Categorize each lien:

| Category | Legal Basis |
|----------|-------------|
| Private health insurance | Contractual subrogation, policy terms |
| Medicare/Medicaid | 42 U.S.C. § 1395y(b) (MSP) |
| Hospital/provider statutory | State hospital lien statutes |
| Workers' compensation | State WC subrogation statutes |
| ERISA plans | 29 U.S.C. § 1132(a)(3); *US Airways v. McCutchen* |
| Other (VA, Tricare, disability) | Varies by program |

For each lienholder record: legal name, claim/reference number, contact, legal basis (statutory cite or policy provision), and priority position.

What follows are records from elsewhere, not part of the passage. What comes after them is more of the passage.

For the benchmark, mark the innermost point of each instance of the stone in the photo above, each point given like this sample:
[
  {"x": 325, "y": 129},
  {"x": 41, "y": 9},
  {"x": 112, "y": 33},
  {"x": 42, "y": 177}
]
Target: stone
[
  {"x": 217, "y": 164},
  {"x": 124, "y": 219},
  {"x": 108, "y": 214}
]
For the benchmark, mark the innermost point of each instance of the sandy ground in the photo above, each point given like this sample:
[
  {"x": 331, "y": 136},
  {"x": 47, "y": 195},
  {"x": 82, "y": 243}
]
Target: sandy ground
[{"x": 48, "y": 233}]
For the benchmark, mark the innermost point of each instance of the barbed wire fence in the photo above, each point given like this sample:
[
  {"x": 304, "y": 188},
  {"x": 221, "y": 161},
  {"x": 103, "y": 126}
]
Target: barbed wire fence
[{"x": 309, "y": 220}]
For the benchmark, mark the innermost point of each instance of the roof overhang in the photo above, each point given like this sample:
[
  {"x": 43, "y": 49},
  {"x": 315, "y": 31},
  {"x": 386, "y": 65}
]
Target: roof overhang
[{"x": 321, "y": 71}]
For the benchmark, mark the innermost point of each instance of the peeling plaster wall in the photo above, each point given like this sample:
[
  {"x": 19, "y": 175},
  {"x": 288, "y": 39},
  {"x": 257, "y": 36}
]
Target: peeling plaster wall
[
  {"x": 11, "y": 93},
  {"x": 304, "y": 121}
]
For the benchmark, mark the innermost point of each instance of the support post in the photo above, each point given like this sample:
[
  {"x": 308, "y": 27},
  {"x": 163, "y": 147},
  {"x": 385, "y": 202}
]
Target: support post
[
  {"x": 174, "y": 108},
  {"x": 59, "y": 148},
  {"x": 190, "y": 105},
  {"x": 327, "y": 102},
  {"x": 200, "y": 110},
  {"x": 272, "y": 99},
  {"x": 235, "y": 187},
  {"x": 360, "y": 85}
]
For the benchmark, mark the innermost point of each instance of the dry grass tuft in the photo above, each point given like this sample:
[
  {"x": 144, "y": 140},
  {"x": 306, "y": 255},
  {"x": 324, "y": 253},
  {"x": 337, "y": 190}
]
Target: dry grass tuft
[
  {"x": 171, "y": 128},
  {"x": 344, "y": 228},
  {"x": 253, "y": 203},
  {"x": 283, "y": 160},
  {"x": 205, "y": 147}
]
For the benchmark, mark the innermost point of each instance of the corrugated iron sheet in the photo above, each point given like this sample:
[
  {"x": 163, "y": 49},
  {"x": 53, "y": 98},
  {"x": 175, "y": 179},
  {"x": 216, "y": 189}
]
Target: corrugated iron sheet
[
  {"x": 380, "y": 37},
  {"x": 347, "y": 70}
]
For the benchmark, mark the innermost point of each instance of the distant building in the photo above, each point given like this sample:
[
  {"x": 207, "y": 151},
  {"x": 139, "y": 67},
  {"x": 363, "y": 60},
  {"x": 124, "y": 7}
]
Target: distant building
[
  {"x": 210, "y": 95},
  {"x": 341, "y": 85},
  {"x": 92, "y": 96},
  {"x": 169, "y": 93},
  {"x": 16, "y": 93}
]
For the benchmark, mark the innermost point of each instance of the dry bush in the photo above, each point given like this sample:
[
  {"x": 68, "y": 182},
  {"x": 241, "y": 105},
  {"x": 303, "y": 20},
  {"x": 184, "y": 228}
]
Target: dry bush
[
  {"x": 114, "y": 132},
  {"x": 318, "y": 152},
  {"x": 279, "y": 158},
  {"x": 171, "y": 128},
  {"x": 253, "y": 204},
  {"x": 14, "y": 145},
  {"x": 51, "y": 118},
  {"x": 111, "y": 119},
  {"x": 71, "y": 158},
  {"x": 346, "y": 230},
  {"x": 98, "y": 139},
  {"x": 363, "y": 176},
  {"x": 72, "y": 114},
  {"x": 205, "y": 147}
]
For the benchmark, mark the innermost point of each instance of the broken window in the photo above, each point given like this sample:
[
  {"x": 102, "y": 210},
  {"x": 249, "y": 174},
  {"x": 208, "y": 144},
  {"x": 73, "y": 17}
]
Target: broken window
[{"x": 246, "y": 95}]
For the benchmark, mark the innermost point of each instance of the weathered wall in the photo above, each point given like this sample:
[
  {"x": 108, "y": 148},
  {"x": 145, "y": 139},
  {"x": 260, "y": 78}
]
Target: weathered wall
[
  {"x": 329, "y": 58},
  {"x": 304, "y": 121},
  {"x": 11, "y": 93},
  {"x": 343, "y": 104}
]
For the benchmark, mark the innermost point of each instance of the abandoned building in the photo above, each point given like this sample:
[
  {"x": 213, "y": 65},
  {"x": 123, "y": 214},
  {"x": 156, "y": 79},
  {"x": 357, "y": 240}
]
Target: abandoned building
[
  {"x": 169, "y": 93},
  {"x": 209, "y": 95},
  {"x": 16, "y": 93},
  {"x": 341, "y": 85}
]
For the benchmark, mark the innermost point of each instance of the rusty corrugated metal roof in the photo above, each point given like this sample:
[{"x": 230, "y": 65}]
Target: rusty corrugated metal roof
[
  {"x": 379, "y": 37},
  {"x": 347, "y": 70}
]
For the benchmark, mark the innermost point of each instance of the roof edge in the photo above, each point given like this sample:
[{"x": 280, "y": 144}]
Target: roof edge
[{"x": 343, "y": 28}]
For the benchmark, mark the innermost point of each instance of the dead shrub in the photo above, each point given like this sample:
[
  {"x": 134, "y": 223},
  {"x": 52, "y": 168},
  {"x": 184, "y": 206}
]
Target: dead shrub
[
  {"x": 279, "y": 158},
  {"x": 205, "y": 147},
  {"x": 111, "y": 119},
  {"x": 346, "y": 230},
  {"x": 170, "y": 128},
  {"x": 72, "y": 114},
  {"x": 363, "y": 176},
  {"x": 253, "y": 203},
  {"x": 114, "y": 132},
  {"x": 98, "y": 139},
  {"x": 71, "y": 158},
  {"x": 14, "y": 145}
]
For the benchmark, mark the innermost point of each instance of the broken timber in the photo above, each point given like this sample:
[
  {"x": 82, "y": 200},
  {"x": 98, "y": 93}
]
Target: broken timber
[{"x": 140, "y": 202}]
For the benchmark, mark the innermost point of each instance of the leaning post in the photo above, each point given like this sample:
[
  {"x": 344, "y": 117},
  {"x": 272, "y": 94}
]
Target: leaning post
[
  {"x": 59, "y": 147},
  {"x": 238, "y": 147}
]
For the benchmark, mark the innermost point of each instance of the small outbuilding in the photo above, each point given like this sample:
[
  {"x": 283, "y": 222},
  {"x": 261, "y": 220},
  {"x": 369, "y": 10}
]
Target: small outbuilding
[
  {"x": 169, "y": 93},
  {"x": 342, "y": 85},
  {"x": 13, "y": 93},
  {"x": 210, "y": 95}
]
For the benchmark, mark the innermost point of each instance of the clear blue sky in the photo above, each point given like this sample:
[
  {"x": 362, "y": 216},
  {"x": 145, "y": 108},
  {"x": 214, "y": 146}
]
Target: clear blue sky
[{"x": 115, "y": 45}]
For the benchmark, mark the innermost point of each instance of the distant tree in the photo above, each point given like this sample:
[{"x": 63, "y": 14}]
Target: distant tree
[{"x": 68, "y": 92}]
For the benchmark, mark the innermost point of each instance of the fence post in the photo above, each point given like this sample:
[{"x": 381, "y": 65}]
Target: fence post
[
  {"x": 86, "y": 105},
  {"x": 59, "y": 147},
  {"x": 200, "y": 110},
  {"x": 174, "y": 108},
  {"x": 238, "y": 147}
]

### Step 3: Lien Detail Table

For **each** lien, produce a row covering:

- **Lienholder** — name + category
- **Initial amount claimed** and date of notice
- **Calculation method** — full benefits paid / % of settlement / other
- **Disputed items** — unrelated treatment, duplicates, excessive charges
- **Reduction arguments** — made-whole, common fund, comparative fault, fee sharing, statutory caps
- **Legal authority cited** — statute, case law, policy language
- **Final agreed amount** and reduction achieved ($ + %)
- **Payment terms** — due date, method, payee
- **Conditions** — release required, dismissal of enforcement action
- **Satisfaction status** — obtained/pending with date; identify supporting docs

### Step 4: Outstanding Issues

For unresolved liens or contingent claims, document:

- **Unresolved liens** — delay reason, negotiation status, anticipated timeline
- **Potential future claims** — Medicare conditional payments not yet identified, non-responsive carriers
- **Holdback funds** — amount reserved, release conditions
- **Financial exposure** — worst-case liability per outstanding item

### Step 5: Financial Summary

Reconciliation table (must tie to settlement distribution statement):

| Line Item | Amount |
|-----------|--------|
| Gross settlement | $ |
| Less: Attorney fees | ($ ) |
| Less: Costs | ($ ) |
| Less: Lien payments (itemize each) | ($ ) |
| **Net to client** | **$** |
| Total liens initially claimed | $ |
| Total liens paid | $ |
| **Total negotiated savings** | **$ (XX.XX%)** |

### Step 6: Compliance Checklist

- [ ] Medicare Section 111 reporting completed (42 U.S.C. § 1395y(b)(8))
- [ ] CMS final conditional payment letter obtained
- [ ] ERISA plan notification/appeal deadlines met
- [ ] State hospital lien satisfaction filed with court/recorder (if applicable)
- [ ] All lien releases executed and originals filed
- [ ] Client provided final distribution breakdown
- [ ] Records retention schedule documented

## Pitfalls and Checks

- **Medicare liens**: non-negotiable on validity — only dispute specific line items (unrelated treatment, amount errors). Use BCRC process; document final conditional payment from CMS.
- **Made-whole doctrine**: available in most states for equitable subrogation; generally unavailable against ERISA plans (*FMC Corp. v. Holliday*; *US Airways v. McCutchen*). Verify state law.
- **Common fund doctrine**: argue proportionate fee/cost reduction. Many states require insurers to share procurement costs. Not applicable to Medicare.
- **State lien caps**: several states cap hospital lien amounts or provide statutory reduction formulas. Cite the specific statute.
- **Precision**: all dollar amounts stated exactly; percentages to two decimal places. Every figure must reference source documentation.
- **Metadata**: include preparer name, date, and version number on every draft.